This morning, Todd kissed us goodbye and drove off to catch a plane back to Los Angeles. For half an hour, Daria and I sat in the kitchen, silent, imagining how Todd felt when he had to leave Dad. I stared out the window, cold with fear. Daria jumped up after awhile, started cleaning and didn’t stop for almost an hour while I tried to work but couldn’t concentrate. Not long after that, the hospice nurse arrived, and sat down with us in the kitchen while Dad slept in the living room. Darla and the nurse talked at great length and dizzying depth about medication while I tried to pay attention. I tried. I did. But I am small and covered with fur, and I was lucky I didn’t start meowing.
The topic of conversation turned to what we should expect in the near future and the nurse spoke slowly, choosing each word deliberately. Dad’s better days of mental acuity were nearly over, and by juggling medications, certain truly unpleasant symptoms could be managed by keeping him asleep most of the time. Or he could be clear and uncomfortable. No guarantees could be offered as to what would happen, she said, which we knew but we could also see she was delicately trying to tell us something, and she was quite emotional about it because she had come to care about Darla and Dad. Dad wanted to end his days with his mind intact. The nurse said we might not be able to give him this wish, but we could give him sleep. During this conversation, which seemed to go on for a dozen years, I felt like my guts were ground to a fine powder with a mortar and pestle. I was relieved when she left. She’s leaving Wednesday for vacation and it was obvious to me she felt she was abandoning Dad and Darla. You just haven’t lived until your situation has nearly reduced a hospice nurse to tears, but while we were sitting there –
Tata: Darla, I have something to say.
Darla: Now? Do you have to say it now?
Tata: Indeed. You know how you placed the cordless here, designating me Phone Monitor?
Tata: That was two hours ago and I’ve been drinking water, and because I was Phone Monitor, I forgot to go to the bathroom.
Nurse: Well, that’s not really a problem. We’ve got piles of Depends over there. Each one holds three cups of liquid.
Darla: Three whole cups! You may never move again.
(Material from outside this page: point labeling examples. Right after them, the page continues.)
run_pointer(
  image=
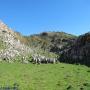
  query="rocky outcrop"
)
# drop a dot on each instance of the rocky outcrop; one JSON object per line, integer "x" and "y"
{"x": 79, "y": 52}
{"x": 13, "y": 46}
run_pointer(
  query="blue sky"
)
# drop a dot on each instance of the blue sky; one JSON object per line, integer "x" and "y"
{"x": 35, "y": 16}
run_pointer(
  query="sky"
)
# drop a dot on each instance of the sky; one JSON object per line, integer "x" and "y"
{"x": 36, "y": 16}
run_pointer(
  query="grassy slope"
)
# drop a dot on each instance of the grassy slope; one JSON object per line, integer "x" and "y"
{"x": 45, "y": 77}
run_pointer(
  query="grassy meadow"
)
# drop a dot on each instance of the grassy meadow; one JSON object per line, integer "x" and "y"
{"x": 45, "y": 76}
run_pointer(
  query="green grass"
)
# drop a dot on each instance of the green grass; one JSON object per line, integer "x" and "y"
{"x": 45, "y": 76}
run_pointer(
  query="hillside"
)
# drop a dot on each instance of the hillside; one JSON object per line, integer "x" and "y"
{"x": 79, "y": 52}
{"x": 54, "y": 42}
{"x": 11, "y": 47}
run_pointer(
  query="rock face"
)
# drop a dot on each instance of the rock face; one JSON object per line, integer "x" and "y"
{"x": 79, "y": 52}
{"x": 13, "y": 46}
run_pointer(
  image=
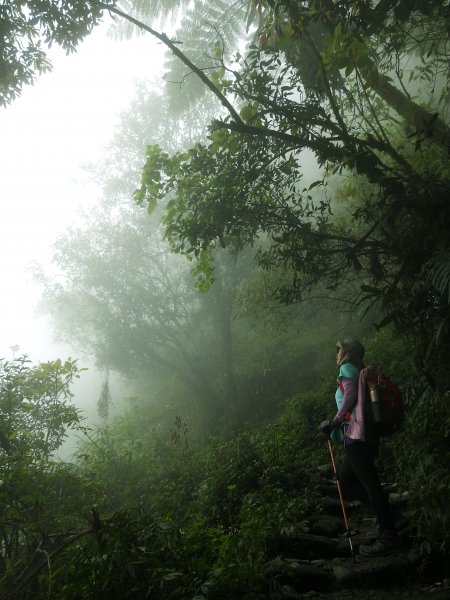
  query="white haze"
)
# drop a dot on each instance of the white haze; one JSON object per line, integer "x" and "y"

Tata: I believe I will move again, right up those stairs to the bathroom. Watch me!
Nurse: You’re not taking the phone with you?
Tata: Not on your life!
– we had more to mull over –
Nurse: You’re back so fast! Are you sure you stopped to pee?
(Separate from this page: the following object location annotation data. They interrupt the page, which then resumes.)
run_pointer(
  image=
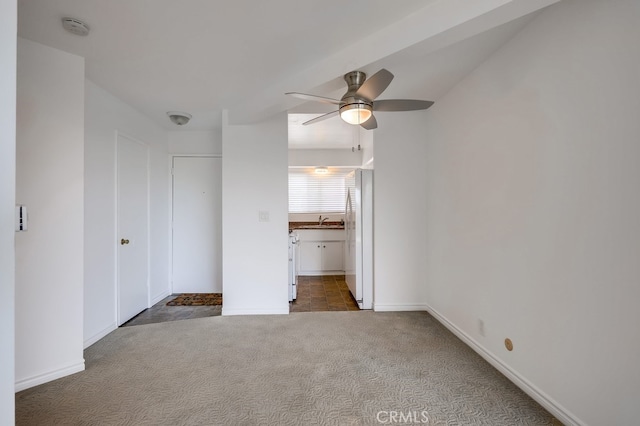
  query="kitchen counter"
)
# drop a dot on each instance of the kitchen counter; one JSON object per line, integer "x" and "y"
{"x": 315, "y": 225}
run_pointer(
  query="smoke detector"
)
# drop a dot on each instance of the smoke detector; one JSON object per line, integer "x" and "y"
{"x": 75, "y": 26}
{"x": 179, "y": 118}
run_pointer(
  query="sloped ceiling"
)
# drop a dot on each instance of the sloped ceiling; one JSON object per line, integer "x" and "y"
{"x": 203, "y": 56}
Tata: Yep, I didn’t take the other girls with me because you are them and you stayed here.
Darla: Want a glass of water?
Daria: Hey, why don’t I grab all three phones from the middle of the table. If they rang, we’d be startled.
Nurse: And she’d probably pee!
– so we had to laugh. When I’m in a mood like this, I think it’s just a matter of time before we’re mixing white russians with Dad’s coffee-flavored Ensure, but not until dinnertime, and I suspected a nurse might’ve worried as this happened before lunch. Good thing there’s wine. I have a delicate little glass of it right now. It says, “SPRING BREAK CHUG-A-THON CANCUN ’99.” I’d rather be working the tension off on a stationary bicycle but Darla doesn’t have one and I was Phone Monitor again in the afternoon. How seriously do we take this responsibility?
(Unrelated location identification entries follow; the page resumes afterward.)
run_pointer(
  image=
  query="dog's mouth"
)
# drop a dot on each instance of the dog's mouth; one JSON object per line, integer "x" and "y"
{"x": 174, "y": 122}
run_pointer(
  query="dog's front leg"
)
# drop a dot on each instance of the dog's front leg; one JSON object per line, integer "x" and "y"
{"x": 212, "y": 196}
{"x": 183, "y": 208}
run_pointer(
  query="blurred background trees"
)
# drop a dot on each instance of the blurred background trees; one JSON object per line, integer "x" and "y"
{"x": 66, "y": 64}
Yesterday, I needed to get out and get some exercise, so I laced up the sneakers and walked laps of the driveway at a vigorous pace. Earlier estimates of the driveway’s length placed it at two-thirds of a mile. In fact, Dad said it’s “a tad over a third of a mile.” Fine by me. I handed the cordless to Todd and looked him in the eye.
Tata: Not it!
Then I hiked to the street, with a fresh breeze and the sunshine, the faint aromas of cowshit warming in the sun, hay and cows. The cows stopped what they were doing as I walked by, they stopped again on my way back, where I found Todd standing at the side door, talking on his cell as I pivoted and headed out for another lap. I went about ten yard before I turned back. He’d forgotten his job, I knew, so I hiked back to the base of the driveway and shouted, “Phone Monitor!” Todd shouted, “Damn it!” and went back inside. I hiked two more laps of the driveway to commune with Nature and wafting poop. It took almost an hour, and I really needed it. Today, my feet have blisters but I don’t care, and Todd’s gone home to care for his children.
When it’s not my turn with the phone tomorrow, I’m going out on the driveway. We had a power outage this afternoon for over an hour, during which I thought my head would explode. I remained calm enough to insist Dara do her homework in fading daylight while I played Solitaire with my naked Vegas showgirl cards Siobhan insisted I bring here because “…your father cannot be so sick he won’t think hot chicks on a deck of cards are hilarious.” Sometimes, the only thing to do when faced with faced with questions of impenetrable depths is to go good and shallow.